WANG Mengjiao 1,2, GAO Chao 3, WANG Tao 2, ZHANG Qian 2, WEN Juan 4, LV Dongmei 2, HU Lili 1,2   

  1. 1 School of Pharmacy, Xuzhou Medical University, 2 Department of Pharmacy, 3 Department of Oncology, 4Department of Medical records Room, the Affiliated Hospital of Xuzhou Medical University, Xuzhou 221000, Jiangsu, China
  • Received:2024-02-18 Revised:2024-03-12 Online:2024-12-26 Published:2024-11-18

Abstract:

AIM: To research the effects of cytidine deaminase (CDA) C435T polymorphism on the long-term effectiveness of gemcitabine in non-small cell lung cancer (NSCLC).
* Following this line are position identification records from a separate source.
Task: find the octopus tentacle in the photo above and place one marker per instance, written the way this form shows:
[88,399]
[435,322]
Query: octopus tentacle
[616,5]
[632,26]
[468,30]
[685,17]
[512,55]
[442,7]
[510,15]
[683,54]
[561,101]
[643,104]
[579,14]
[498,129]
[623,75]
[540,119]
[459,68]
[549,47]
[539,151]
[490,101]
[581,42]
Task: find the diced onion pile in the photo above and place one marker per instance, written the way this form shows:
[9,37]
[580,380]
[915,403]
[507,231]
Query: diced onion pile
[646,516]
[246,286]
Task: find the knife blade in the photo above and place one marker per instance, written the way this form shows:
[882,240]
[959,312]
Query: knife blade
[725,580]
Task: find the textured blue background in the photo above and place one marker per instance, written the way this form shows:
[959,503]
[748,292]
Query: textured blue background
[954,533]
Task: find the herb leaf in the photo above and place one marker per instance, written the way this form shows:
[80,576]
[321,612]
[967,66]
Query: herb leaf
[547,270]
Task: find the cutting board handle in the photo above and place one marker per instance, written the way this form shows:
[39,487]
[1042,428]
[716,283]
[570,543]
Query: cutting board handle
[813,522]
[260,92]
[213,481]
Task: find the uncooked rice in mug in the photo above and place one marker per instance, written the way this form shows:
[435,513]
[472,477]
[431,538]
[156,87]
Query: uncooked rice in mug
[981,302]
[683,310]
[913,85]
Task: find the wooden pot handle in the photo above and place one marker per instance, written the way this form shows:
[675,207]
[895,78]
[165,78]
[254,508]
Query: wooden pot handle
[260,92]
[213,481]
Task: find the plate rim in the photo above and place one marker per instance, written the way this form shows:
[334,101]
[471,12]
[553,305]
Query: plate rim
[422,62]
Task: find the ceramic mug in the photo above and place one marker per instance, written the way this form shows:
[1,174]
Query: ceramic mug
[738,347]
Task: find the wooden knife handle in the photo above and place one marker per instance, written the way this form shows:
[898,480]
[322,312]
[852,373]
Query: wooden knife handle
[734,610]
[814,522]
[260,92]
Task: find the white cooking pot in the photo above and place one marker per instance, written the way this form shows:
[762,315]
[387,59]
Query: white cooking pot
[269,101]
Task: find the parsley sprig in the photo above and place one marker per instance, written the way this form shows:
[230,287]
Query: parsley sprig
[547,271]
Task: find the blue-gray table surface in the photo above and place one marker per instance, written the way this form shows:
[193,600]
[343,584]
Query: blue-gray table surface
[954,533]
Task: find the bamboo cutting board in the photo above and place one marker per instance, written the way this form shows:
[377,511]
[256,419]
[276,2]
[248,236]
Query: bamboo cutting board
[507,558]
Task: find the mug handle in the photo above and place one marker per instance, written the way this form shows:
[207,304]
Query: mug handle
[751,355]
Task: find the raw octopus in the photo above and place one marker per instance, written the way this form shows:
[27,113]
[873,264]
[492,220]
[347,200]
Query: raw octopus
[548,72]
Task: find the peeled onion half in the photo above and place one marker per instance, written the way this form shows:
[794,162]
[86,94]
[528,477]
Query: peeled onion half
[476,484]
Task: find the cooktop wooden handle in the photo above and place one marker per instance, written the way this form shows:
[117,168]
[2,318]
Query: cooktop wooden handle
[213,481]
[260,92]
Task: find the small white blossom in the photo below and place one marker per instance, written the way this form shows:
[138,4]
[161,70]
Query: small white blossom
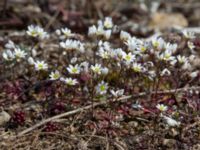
[85,66]
[166,56]
[117,93]
[31,61]
[194,74]
[104,71]
[19,53]
[137,67]
[69,81]
[8,55]
[128,57]
[54,75]
[165,72]
[158,43]
[67,32]
[36,31]
[101,88]
[108,23]
[40,65]
[161,107]
[74,69]
[132,44]
[96,68]
[107,34]
[171,122]
[72,45]
[191,46]
[103,53]
[171,47]
[124,35]
[92,30]
[10,45]
[189,35]
[182,59]
[74,60]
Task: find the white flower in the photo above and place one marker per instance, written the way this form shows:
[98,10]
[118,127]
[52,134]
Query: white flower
[128,57]
[31,61]
[92,30]
[8,55]
[142,47]
[85,66]
[102,88]
[10,45]
[72,45]
[151,74]
[104,45]
[96,68]
[182,59]
[191,46]
[124,35]
[103,53]
[40,65]
[117,93]
[100,31]
[67,32]
[108,23]
[107,34]
[166,56]
[171,122]
[19,53]
[74,60]
[165,72]
[137,67]
[186,66]
[69,81]
[189,35]
[132,43]
[158,43]
[194,74]
[104,71]
[161,107]
[54,75]
[36,31]
[171,47]
[74,69]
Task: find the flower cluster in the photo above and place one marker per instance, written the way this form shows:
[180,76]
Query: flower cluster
[101,68]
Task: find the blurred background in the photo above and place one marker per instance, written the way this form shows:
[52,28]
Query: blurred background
[139,17]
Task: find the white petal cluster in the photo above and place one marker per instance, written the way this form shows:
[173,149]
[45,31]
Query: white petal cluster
[74,69]
[158,43]
[102,88]
[72,45]
[117,93]
[138,67]
[54,75]
[64,33]
[161,107]
[40,65]
[36,31]
[171,122]
[69,81]
[103,29]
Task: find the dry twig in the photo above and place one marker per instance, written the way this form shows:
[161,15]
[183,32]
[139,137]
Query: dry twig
[122,99]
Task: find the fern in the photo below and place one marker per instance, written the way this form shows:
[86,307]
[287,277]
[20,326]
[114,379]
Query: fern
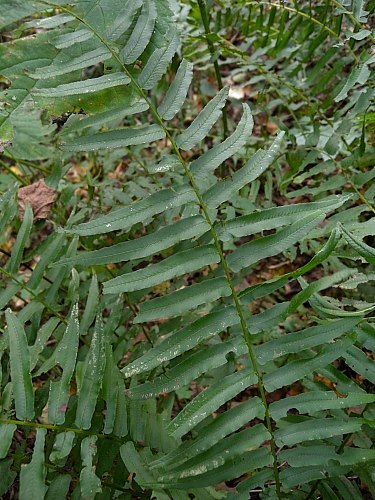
[186,249]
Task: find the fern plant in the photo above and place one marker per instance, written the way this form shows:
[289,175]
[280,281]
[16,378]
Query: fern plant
[127,312]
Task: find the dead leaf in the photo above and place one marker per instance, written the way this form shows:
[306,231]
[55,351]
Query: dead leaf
[40,197]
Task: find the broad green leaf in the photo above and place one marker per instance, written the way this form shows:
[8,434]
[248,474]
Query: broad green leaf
[311,289]
[59,487]
[64,67]
[168,162]
[134,464]
[21,241]
[220,453]
[124,218]
[151,244]
[50,254]
[8,293]
[213,158]
[183,300]
[120,428]
[123,20]
[270,286]
[203,123]
[183,340]
[6,437]
[157,63]
[256,480]
[92,377]
[312,429]
[304,339]
[7,475]
[89,482]
[119,138]
[91,308]
[65,356]
[105,117]
[114,397]
[295,370]
[62,446]
[188,369]
[51,22]
[181,263]
[20,368]
[312,402]
[347,489]
[271,218]
[360,363]
[322,454]
[226,190]
[176,93]
[360,74]
[141,33]
[302,475]
[212,432]
[267,246]
[69,39]
[84,87]
[208,401]
[40,342]
[33,474]
[362,248]
[232,469]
METHODS: Enrolled 145 NSCLC patients received gemcitabine-platinum regiments at the Affiliated Hospital of Xuzhou Medical University from August 2016 to February 2019, characteristics recorded such as: age, gender, pathological type, clinical stage (I-IIIA/IIIB-IV) and so on. Followed-up and evaluated according to RECIST1.1, the disease-free survival (DFS), progression-free survival (PFS) and overall survival (OS) was study endpoint. Cases were categorized into wild-type CC and mutant CT/TT group. Kaplan-Meier method and log-rank test were utilized to analyze the relationship between CDA C435T and DFS/PFS/OS. A cox model was implemented to analyze the prognostic factors. RESULTS: In stage I-IIIA, median DFS of CT/TT compared with CC was not obvious (16.8 vs. 35.7 months, P=0.294), same in median OS (54.3 vs. 81.9 months, P=0.256). In stage IIIB-IV, the median PFS in CT/TT was longer than CC (10.4 vs. 5.0 months, P=0.009), the median OS was undifferentiated (16.2 vs. 24.3 months, P=0.087). No difference of overall median OS in CC and CT/TT genotypes was seen (21.5 months vs. 25.3 months, P=0.077). Cox regression model showed CDA C435T polymorphism was an independent factor of PFS in stage IIIB-IV (P=0.019). CONCLUSION: CDA C435T polymorphism shows a function as a prediction influencing PFS of gemcitabine in IIIB-IV NSCLC, CT/TT genotype is significantly prolonged.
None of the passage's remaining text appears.